Oh, you guys, I’ve got literary funk! You know it: the empty void that only gets larger and more depressing as you near the end of a great book — one that you really connect to. I hate that feeling. I know I have already said it, but I will say it again: I finished The Hunger Games trilogy last Thursday. Since then, I have wondered around feeling empty and sad. It’s as if the time spent reading all three books filled a part of my life I didn’t even know needed filling.
As I neared the last one-hundred pages of Mockingjay, I whispered, “No.” It didn’t hear me. I then informed (demanded, really) the book to sprout more pages, that it could never, ever end. Never.
But it did end, and what am I supposed to do now?
I searched online out of mad desperation for THG spoilers. Spoilers? What spoilers? THE SERIES IS OVER. I want Collins to write additional novels, even though they would tarnish the story. I want leaked footage from the next film, but that is less likely to occur than me voluntarily weaning off caffeine tomorrow. It just isn’t happening no matter how badly I want it to. I keeping thinking there must be more, more, more, but I have explored all that The Hunger Games universe offers at this point.
This isn’t my first time experiencing this. I read a lot of books, but I only seem to strongly resonate with a few. I went through a freak-out grieving stage at the end of each Harry Potter book — although I have never officially dealt with the end of the series, as I intentionally stopped reading Deathly Hallows halfway. (Someday, I will get there. It’s on my summer reading list for a reason.)

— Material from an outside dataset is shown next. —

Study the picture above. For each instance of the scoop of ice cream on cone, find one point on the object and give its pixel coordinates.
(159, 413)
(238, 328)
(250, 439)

So I wasted a short while finding a suitable replacement. (I hear good things about Veronica Roth’s Divergent?) As expected, it’s not as though I’m short on my book supply. I attempted to finish Mr. Fox or Half World, but neither are helping me replenish or forget the vast hole of nothingness inside. No, this is something only Katniss Everdeen can provide, but she’s busy existing in her non-existent world and probably hunting deer or exchanging squinty death glares with Haymitch.
The last time I found myself moping over a good book was after I finished The Perks of Being a Wallflower. A book so quotable and difficult to put down, and I remembered there is now a movie trailer floating around!
“It’s strange because sometimes, I read a book, and I think I am the people in the book.”
Which book did you last read that left you mourning its end? Tell me about it.